Leserbrief

Zum Streit um den "Sohn Gottes"

Der vielleicht doch auch etlichen Christen bekannte Benediktinermönch Bruder David Steindl Rast, der schon seit einigen Jahren seinen Lebensabend zum großen Teil im Europakloster Gut Aich verbringt, schreibt in seinem äußerst lesens- und bedenkenswerten Buch "Credo" (S. 71): "Die sprachwissenschaftlichen Befunde, die zum Verständnis von Ausdrücken wie 'Sohn Gottes' oder 'eingeborener Sohn' verhelfen können, sind heute allgemein zugänglich. Viele der nötigen Handbücher sind auch für Laien verständlich. Die mythischen Vorstellung von Jesus als Gottes eingeborenem Sohn ist leider so eingefahren und weitverbreitet, dass es Mühe kostet, sich von einem wörtlichen Verständnis dieses Bildes zu befreien. Ja, es fällt vielen Menschen schwer, überhaupt wahrzunehmen, dass es sich bei Gottessohnschaft um ein Bild handelt, freilich eines, das tiefe Wahrheit aufzeigt. Reife Menschen sind dafür verantwortlich, sich auch in Glaubensfragen weiterzubilden."
Eigentlich ist diesen Worten nichts hinzuzufügen. Eine Bemerkung erlaube ich sei mir aber noch: Viele Menschen werfen "dem Islam" vor, dass er in Vorstellungskategorien einer längst vergangenen Zeit verblieben sei - dabei sind gläubige Moslems überzeugt, dass sie im Koran "Gottes (=Allahs) Wort" - durch Prophetenmund gesprochen - hören/lesen. Dass vieles, was in der uns in keineswegs "überzeitlicher" Form überkommenen Bibel angeblich "Gottes Wort" ist - überliefert in Form von schriftlich niedergelegten Anschauungen und Erfahrungen vieler Menschen aus vielen Jahrhunderten bzw. von Erinnerungen an und Ausdeutung von Worten des Jesus von Nazareth -, heute genauso wie der Koran einer wissenschaftlich fundierten und uns heutigen Menschen eingängigen Exegese bedarf, wollen/können(?) nicht wenige - auch akademisch gebildete - "Christgläubige" nicht sehen. Hier erweist sich, ob Menschen im Sinn von Steindl Rast "reif" in ihrem Glauben sind.

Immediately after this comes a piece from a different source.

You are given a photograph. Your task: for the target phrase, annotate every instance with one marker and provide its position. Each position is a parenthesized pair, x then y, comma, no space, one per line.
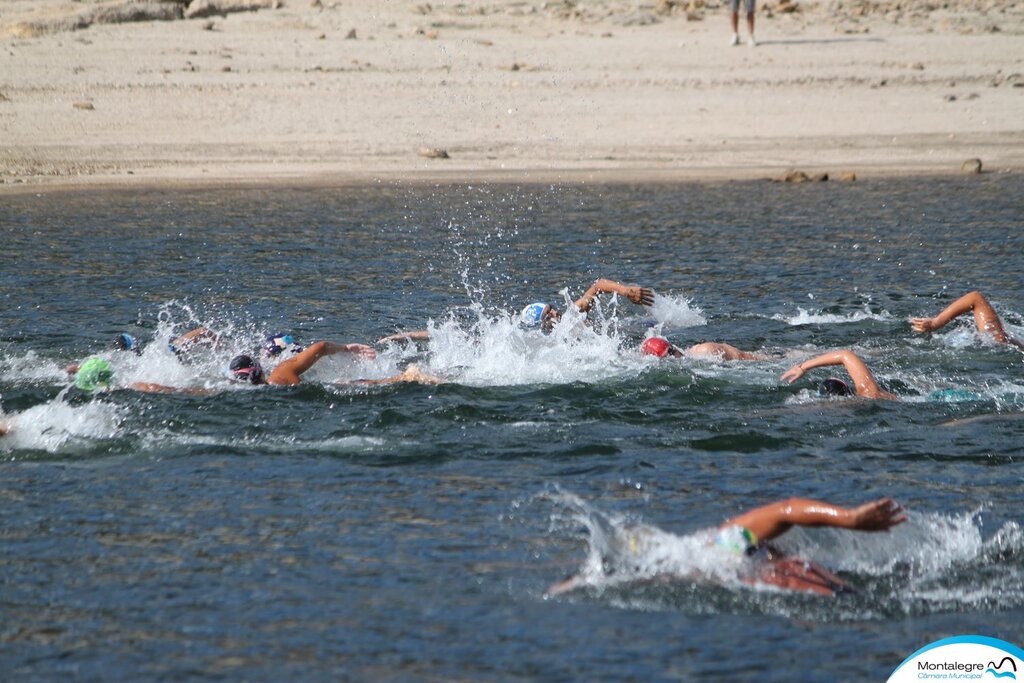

Solchen Menschen wird heute vielleicht auch klar geworden sein, dass viel wichtiger als der Streit um so genannte "Glaubenswahrheiten" die Frage ist, was "Christ-Sein" und "Leben und Handeln aus christlichem (ich würde lieber sagen: jesuanischem) Geist" in unserer heutigen Zeit bedeuten kann, ja sollte. Ein Nachdenken darüber würde wahrscheinlich der Zielsetzung von Jesus, den die Christen für den Christus (= der Messias), ihren Erlöser halten (sei er nun im wörtlichen oder "nur" im übertragenen Sinn "Gottes Sohn") viel eher entsprechen als der verbissene Streit um seinen Geburtsort, der wohl deshalb Bethlehem wurde, weil man die Prophezeiung des Jesaia - wohl erst nach dessen Tod - auf Jesus von Nazareth bezogen hat.